Yes, I am using your great cases with 'm' parameter to do migration testing,
but unlockly, no error found in my box.

> 
> Ah, good, two machines crashed in 1.5 hours: but I don't need to
> examine the crashes, now that it's obvious there's no protection -
> please, think about rotate_reclaimable_page() (there will be more
> cases, but in practice that seems easiest to hit, so focus on that)
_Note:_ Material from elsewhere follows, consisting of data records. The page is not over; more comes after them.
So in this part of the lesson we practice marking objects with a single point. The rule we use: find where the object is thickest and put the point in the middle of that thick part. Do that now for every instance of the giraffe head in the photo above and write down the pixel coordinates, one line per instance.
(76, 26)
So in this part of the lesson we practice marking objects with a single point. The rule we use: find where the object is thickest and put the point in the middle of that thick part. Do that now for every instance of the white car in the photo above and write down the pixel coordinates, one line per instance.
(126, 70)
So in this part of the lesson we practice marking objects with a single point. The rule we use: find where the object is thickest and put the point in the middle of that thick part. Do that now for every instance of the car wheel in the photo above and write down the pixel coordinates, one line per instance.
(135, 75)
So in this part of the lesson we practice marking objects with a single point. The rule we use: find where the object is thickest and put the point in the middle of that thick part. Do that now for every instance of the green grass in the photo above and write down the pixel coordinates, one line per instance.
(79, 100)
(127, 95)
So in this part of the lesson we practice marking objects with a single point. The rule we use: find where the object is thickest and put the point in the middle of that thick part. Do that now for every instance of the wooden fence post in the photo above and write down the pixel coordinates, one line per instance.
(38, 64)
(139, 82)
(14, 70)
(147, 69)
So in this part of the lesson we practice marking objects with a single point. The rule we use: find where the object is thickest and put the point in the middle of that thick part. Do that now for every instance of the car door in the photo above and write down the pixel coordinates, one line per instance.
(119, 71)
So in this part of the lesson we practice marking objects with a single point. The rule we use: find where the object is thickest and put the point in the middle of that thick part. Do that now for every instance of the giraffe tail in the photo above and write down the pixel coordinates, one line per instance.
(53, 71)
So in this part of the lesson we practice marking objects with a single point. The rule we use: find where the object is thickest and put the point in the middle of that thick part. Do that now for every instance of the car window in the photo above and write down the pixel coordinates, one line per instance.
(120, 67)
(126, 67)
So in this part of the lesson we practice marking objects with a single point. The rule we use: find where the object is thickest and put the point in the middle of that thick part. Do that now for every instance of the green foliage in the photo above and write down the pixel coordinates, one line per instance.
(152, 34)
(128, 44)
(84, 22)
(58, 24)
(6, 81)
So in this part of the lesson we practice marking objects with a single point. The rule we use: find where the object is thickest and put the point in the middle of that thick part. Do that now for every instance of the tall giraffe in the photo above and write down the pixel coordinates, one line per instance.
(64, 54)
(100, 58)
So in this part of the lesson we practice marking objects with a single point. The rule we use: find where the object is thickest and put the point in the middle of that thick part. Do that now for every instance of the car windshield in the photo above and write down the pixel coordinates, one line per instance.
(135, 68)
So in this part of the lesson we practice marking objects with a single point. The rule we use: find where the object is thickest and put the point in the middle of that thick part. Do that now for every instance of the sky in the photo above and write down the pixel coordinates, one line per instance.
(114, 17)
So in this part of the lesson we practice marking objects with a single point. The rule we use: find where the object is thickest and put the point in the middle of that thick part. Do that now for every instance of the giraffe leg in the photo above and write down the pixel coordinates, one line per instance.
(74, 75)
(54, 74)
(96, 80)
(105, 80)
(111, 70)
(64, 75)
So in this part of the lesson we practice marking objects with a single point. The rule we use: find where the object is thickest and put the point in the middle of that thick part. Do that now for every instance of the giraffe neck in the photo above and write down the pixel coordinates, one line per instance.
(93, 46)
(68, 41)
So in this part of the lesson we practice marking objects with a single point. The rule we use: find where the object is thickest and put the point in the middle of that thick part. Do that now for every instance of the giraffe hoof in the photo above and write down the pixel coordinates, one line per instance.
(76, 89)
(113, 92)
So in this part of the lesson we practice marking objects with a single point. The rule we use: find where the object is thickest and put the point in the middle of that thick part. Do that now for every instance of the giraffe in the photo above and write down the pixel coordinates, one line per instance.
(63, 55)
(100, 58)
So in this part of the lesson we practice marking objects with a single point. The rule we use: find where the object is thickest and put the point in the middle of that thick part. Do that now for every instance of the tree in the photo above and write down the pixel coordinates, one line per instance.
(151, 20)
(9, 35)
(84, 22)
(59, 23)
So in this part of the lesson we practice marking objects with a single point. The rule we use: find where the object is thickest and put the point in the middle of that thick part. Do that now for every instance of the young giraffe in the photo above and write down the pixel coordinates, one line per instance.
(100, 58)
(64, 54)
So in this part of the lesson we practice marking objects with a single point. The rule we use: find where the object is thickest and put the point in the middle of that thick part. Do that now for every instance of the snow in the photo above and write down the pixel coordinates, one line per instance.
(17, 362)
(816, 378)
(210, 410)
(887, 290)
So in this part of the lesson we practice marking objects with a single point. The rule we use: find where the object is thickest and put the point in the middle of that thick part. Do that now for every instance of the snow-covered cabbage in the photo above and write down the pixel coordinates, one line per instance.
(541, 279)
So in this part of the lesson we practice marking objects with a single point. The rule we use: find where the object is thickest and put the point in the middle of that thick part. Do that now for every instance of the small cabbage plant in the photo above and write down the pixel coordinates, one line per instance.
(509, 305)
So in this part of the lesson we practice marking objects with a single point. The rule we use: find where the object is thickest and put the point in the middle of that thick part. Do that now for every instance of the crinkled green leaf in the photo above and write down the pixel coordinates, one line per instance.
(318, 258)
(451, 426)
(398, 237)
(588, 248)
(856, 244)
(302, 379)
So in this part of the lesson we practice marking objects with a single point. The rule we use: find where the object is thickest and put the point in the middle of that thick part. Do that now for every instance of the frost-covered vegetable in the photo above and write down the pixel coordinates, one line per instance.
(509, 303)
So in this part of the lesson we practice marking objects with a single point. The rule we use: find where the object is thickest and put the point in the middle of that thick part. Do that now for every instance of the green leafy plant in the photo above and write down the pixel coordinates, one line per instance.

> and how it is not protected from mem_cgroup_move_account().
> > I'm thinking too. Maybe judicious use of lock_page_memcg() can fix it
> (8 years ago it was unsuitable, but a lot has changed for the better
> since then); otherwise it's back to what I've been doing all along,
> taking the likely lruvec lock, and checking under that lock whether
> we have the right lock (as your lruvec_memcg_debug() does), retrying
> if not. Which may be more efficient than involving lock_page_memcg().
> 
> But I guess still worth sending my first two patches, since most of us
> use move_charge_at_immigrate only for... testing move_charge_at_immigrate.
> Whereas compaction bugs can hit any of us at any time.
> 
>>> There's one other unexplained and unfixed bug I've seen several times
>>> while exercising mem_cgroup_move_account(): refcount_warn_saturate()
>>> from where __mem_cgroup_clear_mc() calls mem_cgroup_id_get_many().
>>> I'll be glad if that goes away when the lruvec locking is fixed,
>>> but don't understand the connection. And it's quite possible that
>>> this refcounting bug has nothing to do with your changes: I have
>>> not succeeded in reproducing it on 5.7 nor on 5.7-rc7-mm1,
>>> but I didn't really try long enough to be sure.
> I got one of those quite quickly too after setting "cg m"'s seconds=1.
> I think the best thing I can do while thinking and researching, is
> give 5.7-rc7-mm1 a run on that machine with the speeded up moving,
> to see whether or not that refcount bug reproduces.
> 

Millions thanks for help on this patchset!